Sunday, December 04, 2011
When it comes to water, penguins aren't naturals.
"Some of them are terrified," says Bethany Wlaz, a keeper at the Maryland Zoo in Baltimore.
So each time African penguins are born into the zoo's breeding program for the endangered birds, someone like Wlaz becomes their swimming coach. But first comes the introduction to being wet.
Soft as a cotton ball and about the size of a roasted chicken, Male One — hatched on Oct. 12 — is lowered into a stainless steel sink by Wlaz and Betty Dipple, another animal keeper.
"Araaah," the bird protests, as a stream of lukewarm water washes over its head and flippers. "Araaah."
Back and belly, tail feathers and webbed feet, nothing escapes the faucet. Five minutes later, the penguin's first bath is in the can.

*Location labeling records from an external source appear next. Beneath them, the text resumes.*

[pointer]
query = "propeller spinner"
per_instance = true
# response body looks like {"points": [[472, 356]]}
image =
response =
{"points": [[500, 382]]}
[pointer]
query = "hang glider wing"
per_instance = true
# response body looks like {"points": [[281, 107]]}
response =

While Male One is being dried and wrapped in a fluffy towel, Male Two — four days younger — gets the same treatment and emits a similar donkey-like bray. Puffs of gray down float in the air.
"They're getting the full salon service," Wlaz says.
Doting on African penguins has been a Maryland Zoo specialty for more than three decades. With 55 to 65 birds living at the moat-enclosed area known as Rock Island, the zoo has one of the largest breeding colonies in the country. Another major colony is at the New England Aquarium in Boston.